Tutu’s long-time friend, retired bishop Michael Nuttall, who was Anglican Church dean when Tutu was the archbishop of Cape Town, delivered a sombre sermon.

“Our partnership struck a chord perhaps in the hearts and minds of many people: a dynamic black leader and his white deputy in the dying years of apartheid; and hey presto, the heavens did not collapse,” said Nuttal.

“We were a foretaste of what could be in our wayward, divided nation”.

The two forged a strong relationship, illustrating for many how a white leader could work for a black leader. Nuttall went on write a memoir titled “Tutu’s Number Two” about their friendship.
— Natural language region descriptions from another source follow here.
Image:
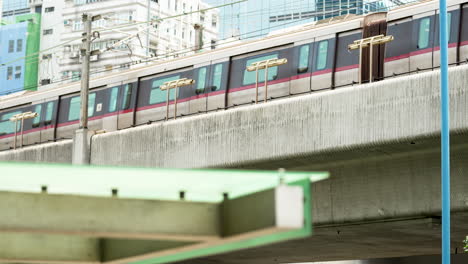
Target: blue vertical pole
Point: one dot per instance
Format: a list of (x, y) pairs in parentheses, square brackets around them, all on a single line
[(445, 132)]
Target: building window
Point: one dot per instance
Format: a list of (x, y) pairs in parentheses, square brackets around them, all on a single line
[(424, 27), (37, 119), (217, 76), (10, 73), (214, 21), (303, 59), (157, 95), (201, 80), (17, 72), (322, 53), (249, 77), (11, 46), (19, 45), (77, 25), (76, 75)]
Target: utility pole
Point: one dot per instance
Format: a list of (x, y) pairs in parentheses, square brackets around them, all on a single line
[(81, 138), (84, 94), (148, 17)]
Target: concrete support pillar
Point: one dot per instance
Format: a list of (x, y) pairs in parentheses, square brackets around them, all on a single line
[(81, 147)]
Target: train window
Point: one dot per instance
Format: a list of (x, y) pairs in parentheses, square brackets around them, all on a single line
[(249, 77), (157, 96), (113, 99), (217, 77), (74, 111), (449, 20), (201, 80), (303, 59), (6, 126), (322, 54), (424, 28), (49, 112), (127, 96), (37, 119)]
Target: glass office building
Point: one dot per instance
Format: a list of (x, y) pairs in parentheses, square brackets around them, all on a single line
[(256, 18)]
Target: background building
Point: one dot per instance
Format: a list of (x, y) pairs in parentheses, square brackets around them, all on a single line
[(256, 18), (170, 38), (19, 44)]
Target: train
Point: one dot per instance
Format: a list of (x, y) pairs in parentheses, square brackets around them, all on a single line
[(318, 60)]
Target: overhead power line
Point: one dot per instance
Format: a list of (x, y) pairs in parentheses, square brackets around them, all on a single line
[(119, 27)]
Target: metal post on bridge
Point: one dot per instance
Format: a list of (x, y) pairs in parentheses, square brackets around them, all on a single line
[(445, 132), (265, 64), (174, 85), (81, 138)]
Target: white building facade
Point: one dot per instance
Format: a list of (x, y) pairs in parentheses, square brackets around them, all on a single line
[(120, 19)]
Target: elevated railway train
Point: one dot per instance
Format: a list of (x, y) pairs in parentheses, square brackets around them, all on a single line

GALLERY: Archbishop Desmond Tutu is laid to rest

FIGHTER

Under apartheid, South Africa’s white minority cemented its grip with a panoply of laws based on the notion of race and racial segregation, and the police ruthlessly hunted down opponents, killing or jailing them.

With Nelson Mandela and other leaders sentenced to decades in prison, Tutu in the 1970s became the emblem of the struggle.

The purple-gowned figure campaigned relentlessly abroad, administering public lashings to the United States, Britain, Germany and others for failing to slap sanctions on the apartheid regime.

At home, from his pulpit, he slammed police violence against blacks, including the gunning down of school students during the 1976 Soweto uprising. Only his robes saved him from prison and were a shield from police brutality for many protesters.

HUMOUR

After apartheid was dismantled and South Africa ushered in the first free elections in 1994, Tutu chaired the Truth and Reconciliation Commission, which exposed the horrors of the past in grim detail.

He would later speak out fearlessly against the ruling African National Congress (ANC) for corruption and leadership incompetence.

Tutu’s moral firmness and passion went together with self-deprecatory humour and a famously cackling laugh.